The following snippet will give you access to both the grenade and TARGET devstack functions:

source $GRENADE_DIR/grenaderc
source $GRENADE_DIR/functions

Best Practices

Do as many actions as non admin as possible. As early as you can in your resource script it's worth allocating a user/project for the script to run as. This ensures isolation against other scripts, and ensures that actions don't only work because admin gets to bypass safeties.

Test side effects, not just API actions. The point of these resource survival scripts is to test that things created beyond the API / DB interaction still work later. Just testing that data can be stored / retrieved from the database isn't very interesting, and should be covered other places. The value in the resource scripts is these side effects. Actual VMs running, actual iscsi targets running, etc. And ensuring these things are not disrupted when the control plane is shifted out from under them.

Out of Tree Plugins

A grenade plugin can be hosted out of tree in a project tree, similar to external devstack plugins.
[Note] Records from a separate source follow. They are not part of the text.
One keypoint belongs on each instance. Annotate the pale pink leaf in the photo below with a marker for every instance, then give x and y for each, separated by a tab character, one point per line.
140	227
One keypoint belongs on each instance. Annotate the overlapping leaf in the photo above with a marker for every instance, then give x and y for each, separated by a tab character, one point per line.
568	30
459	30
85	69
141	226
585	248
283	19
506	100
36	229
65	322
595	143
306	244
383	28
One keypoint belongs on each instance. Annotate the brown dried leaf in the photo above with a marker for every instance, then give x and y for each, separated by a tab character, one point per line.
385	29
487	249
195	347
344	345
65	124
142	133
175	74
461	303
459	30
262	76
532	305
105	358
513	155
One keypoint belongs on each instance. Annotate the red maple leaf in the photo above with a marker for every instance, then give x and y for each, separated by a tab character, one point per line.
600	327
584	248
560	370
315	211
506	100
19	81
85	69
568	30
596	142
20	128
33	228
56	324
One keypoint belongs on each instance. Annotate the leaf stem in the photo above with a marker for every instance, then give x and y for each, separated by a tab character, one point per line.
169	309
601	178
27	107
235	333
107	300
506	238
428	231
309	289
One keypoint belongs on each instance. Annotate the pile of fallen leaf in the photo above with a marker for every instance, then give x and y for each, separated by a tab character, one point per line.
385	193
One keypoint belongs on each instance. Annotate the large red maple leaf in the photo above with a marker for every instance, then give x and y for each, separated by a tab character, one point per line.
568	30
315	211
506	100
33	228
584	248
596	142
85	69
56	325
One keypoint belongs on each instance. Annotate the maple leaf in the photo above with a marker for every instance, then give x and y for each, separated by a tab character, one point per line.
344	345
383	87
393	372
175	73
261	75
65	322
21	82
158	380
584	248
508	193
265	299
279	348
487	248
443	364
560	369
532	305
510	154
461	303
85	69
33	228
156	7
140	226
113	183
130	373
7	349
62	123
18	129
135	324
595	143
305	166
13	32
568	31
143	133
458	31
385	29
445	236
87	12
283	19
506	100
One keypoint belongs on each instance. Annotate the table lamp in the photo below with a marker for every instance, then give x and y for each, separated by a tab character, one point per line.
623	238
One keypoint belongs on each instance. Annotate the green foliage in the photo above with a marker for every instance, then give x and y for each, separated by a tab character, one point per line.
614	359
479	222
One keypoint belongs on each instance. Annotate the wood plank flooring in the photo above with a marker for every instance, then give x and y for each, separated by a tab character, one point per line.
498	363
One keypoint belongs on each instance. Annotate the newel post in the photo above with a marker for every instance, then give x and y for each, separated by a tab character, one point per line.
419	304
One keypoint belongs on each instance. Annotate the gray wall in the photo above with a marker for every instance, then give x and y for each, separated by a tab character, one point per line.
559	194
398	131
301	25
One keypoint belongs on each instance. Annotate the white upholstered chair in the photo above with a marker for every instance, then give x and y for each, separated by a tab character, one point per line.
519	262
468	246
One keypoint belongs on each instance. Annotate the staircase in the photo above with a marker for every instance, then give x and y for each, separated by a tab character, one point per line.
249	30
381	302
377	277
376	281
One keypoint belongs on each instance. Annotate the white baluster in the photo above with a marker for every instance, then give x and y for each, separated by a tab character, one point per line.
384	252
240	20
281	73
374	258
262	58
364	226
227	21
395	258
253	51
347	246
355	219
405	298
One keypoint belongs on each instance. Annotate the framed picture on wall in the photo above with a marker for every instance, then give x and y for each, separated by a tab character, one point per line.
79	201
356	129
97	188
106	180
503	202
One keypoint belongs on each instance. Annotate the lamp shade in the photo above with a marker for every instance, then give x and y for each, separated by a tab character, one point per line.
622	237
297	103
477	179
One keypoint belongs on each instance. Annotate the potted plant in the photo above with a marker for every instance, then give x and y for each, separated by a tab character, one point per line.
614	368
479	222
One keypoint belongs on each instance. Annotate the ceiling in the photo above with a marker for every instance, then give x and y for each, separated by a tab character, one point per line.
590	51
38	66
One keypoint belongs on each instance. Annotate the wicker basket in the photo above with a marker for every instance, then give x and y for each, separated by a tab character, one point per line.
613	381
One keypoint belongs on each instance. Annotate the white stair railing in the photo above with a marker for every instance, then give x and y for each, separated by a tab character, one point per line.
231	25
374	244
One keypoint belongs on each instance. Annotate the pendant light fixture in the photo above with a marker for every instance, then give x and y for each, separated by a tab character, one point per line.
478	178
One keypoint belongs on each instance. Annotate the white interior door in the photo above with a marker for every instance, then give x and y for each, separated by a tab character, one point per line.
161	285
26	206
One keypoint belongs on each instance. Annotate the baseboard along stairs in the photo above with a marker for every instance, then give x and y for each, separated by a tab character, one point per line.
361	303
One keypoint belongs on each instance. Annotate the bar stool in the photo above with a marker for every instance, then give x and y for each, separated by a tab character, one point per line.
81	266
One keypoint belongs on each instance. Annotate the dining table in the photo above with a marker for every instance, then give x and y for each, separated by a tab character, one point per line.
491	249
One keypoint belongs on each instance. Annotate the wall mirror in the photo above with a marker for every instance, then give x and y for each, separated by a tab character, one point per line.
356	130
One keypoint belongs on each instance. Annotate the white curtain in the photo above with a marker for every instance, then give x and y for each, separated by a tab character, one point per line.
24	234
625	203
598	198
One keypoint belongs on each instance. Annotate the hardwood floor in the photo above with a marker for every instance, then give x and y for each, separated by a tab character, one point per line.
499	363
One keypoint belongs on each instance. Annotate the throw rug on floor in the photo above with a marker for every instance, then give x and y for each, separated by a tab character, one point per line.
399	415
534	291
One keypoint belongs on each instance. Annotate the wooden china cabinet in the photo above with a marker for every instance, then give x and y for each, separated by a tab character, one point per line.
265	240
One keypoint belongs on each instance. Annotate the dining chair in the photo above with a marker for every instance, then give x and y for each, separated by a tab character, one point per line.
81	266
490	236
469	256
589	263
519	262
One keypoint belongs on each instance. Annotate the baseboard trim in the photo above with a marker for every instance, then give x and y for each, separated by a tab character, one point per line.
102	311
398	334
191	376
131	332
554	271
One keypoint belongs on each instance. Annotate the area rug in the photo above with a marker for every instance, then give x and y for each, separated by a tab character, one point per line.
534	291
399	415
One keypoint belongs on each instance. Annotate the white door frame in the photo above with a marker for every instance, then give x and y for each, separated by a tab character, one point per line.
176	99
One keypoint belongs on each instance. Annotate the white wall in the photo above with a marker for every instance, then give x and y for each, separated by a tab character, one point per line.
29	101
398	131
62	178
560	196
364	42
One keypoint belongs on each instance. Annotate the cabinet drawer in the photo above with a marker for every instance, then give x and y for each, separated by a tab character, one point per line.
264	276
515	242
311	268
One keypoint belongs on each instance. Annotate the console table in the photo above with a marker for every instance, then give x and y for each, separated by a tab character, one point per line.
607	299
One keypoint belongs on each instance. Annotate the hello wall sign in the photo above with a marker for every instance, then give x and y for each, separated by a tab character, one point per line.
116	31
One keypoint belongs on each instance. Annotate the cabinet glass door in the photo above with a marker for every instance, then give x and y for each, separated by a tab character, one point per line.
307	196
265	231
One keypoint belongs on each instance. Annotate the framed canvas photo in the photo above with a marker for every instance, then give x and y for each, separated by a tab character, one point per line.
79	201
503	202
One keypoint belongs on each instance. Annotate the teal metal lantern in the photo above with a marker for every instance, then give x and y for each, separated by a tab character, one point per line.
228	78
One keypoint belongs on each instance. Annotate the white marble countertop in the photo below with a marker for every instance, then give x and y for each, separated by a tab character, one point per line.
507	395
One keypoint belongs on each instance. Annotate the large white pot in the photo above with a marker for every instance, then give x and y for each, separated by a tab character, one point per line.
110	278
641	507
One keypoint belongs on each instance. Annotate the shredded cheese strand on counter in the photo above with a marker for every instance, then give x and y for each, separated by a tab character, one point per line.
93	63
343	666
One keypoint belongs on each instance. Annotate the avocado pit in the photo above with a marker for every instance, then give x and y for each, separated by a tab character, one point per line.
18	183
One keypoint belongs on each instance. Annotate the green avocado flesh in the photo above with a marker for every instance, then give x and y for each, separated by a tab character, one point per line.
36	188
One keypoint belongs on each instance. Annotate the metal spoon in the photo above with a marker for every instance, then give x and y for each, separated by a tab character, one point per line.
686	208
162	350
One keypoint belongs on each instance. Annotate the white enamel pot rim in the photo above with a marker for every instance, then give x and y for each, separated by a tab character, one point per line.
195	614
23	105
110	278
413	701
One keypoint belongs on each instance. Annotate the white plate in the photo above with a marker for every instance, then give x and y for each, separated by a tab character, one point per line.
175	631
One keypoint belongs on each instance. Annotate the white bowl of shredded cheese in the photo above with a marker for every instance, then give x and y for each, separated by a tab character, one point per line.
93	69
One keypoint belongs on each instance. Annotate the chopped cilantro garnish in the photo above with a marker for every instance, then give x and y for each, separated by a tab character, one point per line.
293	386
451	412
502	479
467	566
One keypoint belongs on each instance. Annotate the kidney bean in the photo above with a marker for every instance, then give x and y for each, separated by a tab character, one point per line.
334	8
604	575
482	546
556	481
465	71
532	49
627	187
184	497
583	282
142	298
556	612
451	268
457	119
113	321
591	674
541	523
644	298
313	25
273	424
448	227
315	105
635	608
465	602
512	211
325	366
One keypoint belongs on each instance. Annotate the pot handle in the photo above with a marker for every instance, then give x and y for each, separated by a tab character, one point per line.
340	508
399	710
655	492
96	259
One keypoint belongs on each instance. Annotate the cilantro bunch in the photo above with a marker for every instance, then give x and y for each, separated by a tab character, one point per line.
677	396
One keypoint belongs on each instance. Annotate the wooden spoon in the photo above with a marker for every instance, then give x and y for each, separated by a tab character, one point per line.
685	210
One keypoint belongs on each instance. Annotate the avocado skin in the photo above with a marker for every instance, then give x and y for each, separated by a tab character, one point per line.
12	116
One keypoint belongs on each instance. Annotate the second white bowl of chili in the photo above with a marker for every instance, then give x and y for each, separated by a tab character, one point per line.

There are a few subtle differences when this happens.

The plugin structure will live under $project/devstack/upgrade/ directory.

The plugin is enabled by adding:

enable_grenade_plugin <$project> <giturl> [branch]

To pluginrc in the GRENADE_DIR. An additional rc file was required due to sequencing of when plugin functions become available.

Changing Devstack Localrc

There is also a mechanism that allows a settings file change the devstack localrc files with the devstack_localrc function.

::
devstack_localrc <base|target> arbitrary stuff to add

Which will take all the rest of the stuff on that line and add it to the localrc for either the base or target devstack.

Example settings

The following is a reasonable example settings for out of tree plugin:

register_project_for_upgrade heat
register_db_to_save heat
devstack_localrc base enable_service h-api h-api-cfn h-api-cw h-eng heat
devstack_localrc target enable_service h-api h-api-cfn h-api-cw h-eng heat

This registers the project for upgrade, symbolicly enables the heat database for dump during upgrade, and adds the heat services into the service list for base and target.

It's expected that most settings files for out of tree plugins will need equivalent lines.